Точно ли младенец Иисус, именуемый также Спасителем, родился двадцать четвертого декабря, когда германцы справляли день Вотана, неизвестно, тем не менее день его воображаемого рождения значительная часть человечества ежегодно отмечает как день мира, и даже во время войн, до которых немцы большие охотники, на рождество перестрелка стихает. На земле мир, насколько это возможно. У нас же бабусенька-полторусенька увещевает дедушку. Последний решительно не желает спускаться в гостиную, на обозрение к моему отцу, с которым он насмерть разругался. Не желает он перед им на коленках ползать, лучше он у себя посидит на лежанке. А рождество можно и без него справить.

— Рождество и само собой справится! — говорит он.

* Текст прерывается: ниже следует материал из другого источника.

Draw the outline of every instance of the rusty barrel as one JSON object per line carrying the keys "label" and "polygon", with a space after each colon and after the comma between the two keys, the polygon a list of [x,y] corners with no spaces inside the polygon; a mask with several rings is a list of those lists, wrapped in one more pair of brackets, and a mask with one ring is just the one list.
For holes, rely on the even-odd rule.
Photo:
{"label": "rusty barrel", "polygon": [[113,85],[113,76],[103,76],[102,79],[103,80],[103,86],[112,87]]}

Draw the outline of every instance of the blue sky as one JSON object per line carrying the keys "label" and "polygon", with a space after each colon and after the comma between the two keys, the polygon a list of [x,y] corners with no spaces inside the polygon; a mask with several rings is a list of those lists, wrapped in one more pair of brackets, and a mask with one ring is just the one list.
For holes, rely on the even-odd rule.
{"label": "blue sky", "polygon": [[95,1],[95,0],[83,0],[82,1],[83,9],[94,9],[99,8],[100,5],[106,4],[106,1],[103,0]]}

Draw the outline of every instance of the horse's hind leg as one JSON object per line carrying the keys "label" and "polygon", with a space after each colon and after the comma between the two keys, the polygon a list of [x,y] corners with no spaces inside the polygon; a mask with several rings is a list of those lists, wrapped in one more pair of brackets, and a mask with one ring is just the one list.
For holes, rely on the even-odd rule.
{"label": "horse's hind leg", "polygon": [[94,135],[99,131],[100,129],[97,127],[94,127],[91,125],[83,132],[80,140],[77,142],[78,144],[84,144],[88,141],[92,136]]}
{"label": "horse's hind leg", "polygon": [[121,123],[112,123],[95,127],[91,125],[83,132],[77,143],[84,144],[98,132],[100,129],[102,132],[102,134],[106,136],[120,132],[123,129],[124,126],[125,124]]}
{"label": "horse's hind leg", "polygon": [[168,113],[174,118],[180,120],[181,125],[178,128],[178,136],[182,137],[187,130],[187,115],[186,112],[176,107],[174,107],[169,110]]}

— Это ж надо, какой ты норовный! — взывает Кашвалла. — Неуж ты детишкам праздник спортишь?!

Дедушка все еще ничего не может обещать.

После девяти с деньгами в каждой жмене приходит из лавки моя мать:

— Ну, что я вам говорила?! На святой вечер торговля лучше, как всегда. Еще одну крепость продамши! — И она показывает отцу язык. Отец улыбается. Непонятно, чему он рад, то ли что у матери такой длинный язык (она может облизать кончик собственного носа), то ли что у нее в каждой руке полно денег. Не надо забывать, что мои родители по младенчеству своему рассматривают каждую кучку денег, поступившую из лавки, как чистый доход, упуская из виду то, что на эти деньги надо будет снова закупать товары, что, по сути, ни одна из этих бумажек им не принадлежит.

Во время представления я, даже находясь на сцене, мечтаю о подарках, которые меня ждут дома, о сюрпризах, которые я увижу на рождественском столе, и, едва взлетает к небесам последний звук последней песни, я со всех ног бросаюсь домой, чтобы обогнать собственные мечты, чтобы наконец взять их в руки как вполне реальные предметы. Но в сенях меня перехватывает мать: еще не время. Только что ушел последний покупатель. Я вынужден подняться наверх, к деду с бабкой, там мы и сидим, сестра и я, оказывается, я не обогнал свои мечты, это они догнали меня и перегнали. Еще счастье, что они мной не пренебрегли, что они остались при мне.

Мы точим и пилим дедушкино упрямство. Мы говорим ему, что будем выть, как собаки, когда те слышат музыку, если он вместе с нами не спустится в гостиную к раздаче даров, мы уговариваем его до тех пор, пока он не надевает манишку. Выбитая из сочленений семейная жизнь со скрипом водворяется на место.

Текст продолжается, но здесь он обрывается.